Results. Efficacy. Outcomes.
Student success is the ultimate goal of learning technology. Despite this, there exists a startling lack of credible data available to instructors and administrators that speaks to the impact of ed-tech on learning and academic performance.
To provide instructors and administrators with greater transparency into the effectiveness of alta and the Knewton adaptive technology that powers it, we analyzed the platform results of students using alta. These results represent our effort to validate our measure of mastery (more on that to come) and provide instructors and administrators with much-needed transparency regarding the impact of alta on student achievement.
Here, we hope to provide context and explanation that we hope will leave educators and those in the ed-tech community with a clearer picture of how we arrived at these results — and why they matter.
Our data set
The findings in this report are drawn from the results of 11,586 students who cumulatively completed more than 130,000 assignments and 17,000 quizzes in alta in 2017.
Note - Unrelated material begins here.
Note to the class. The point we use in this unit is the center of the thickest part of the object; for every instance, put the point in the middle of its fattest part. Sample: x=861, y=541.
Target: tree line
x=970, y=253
This data set includes all of alta’s 2017 spring and summer student interactions. Only cases in which the relevant calculations are impossible have been excluded — such as quiz scores for a course in which the instructor chose not to administer quizzes. So while these results aren’t from randomized, controlled trials, they do paint an accurate portrait of student performance across alta users, making use of as much of our student data as possible.
Why mastery?
Our adaptive technology is based on the premise that if a student masters the concepts tied to the learning objectives of their course, that student will succeed in the course and be prepared to succeed in future courses. It’s also based on the premise that Knewton’s mathematical model of student knowledge states — which we frequently refer to as Knewton’s proficiency model— can determine when a student has reached mastery.
This basis in mastery manifests itself in how students experience alta: Every assignment that a student encounters in alta is tied to learning objectives that have been selected by the instructor for their course. A student “completes” an alta assignment when our proficiency model calculates that a student has mastered all of the learning objectives covered in that assignment.
Our 2017 Mastery Results seek to clarify two things: the frequency with which students achieve mastery in alta, and the later performance of students who have (and have not) achieved mastery, as determined by our proficiency model.
Controlling for students’ initial ability level
In this analysis, we wanted to assess the impact of mastery across the full spectrum of student ability levels. To capture a sense of each student’s initial proficiency, we aggregated the first two questions each student answered across all of the concepts he or she encountered in the course. The percentage of those questions the student answered correctly provides a naive but reasonable estimate of how well the student knew the material entering the course.
We looked at the distribution of this score across all of our students, tagging each student’s history with a label corresponding to where they fell among all users.
- Struggling: Students whose initial ability fell into the bottom 25% of our population
- Average: Students whose initial ability fell into the middle 50% of our population
- Advanced: Students whose initial ability fell into the top 25% of our population
Note: Knewton’s proficiency model neither uses this measure nor tags students with any kind of “ability label.” Our adaptive technology calculates a detailed, individualized portrait of each student’s proficiency levels across a wide range of concepts after each student interaction. But for the sake of this comparative impact analysis, we’ve chosen to use these distinctions as a tool to compare students of similar initial abilities.
Our findings
Students of all ability levels achieved mastery with alta at high rates.
Analyzing students’ assignment completion revealed that with alta, students achieve mastery at high rates. As seen in Figure 1, across all students, 87% of the time, students working on an assignment in alta achieved mastery. Even among students who struggled to complete a particular assignment, 82% eventually reached mastery.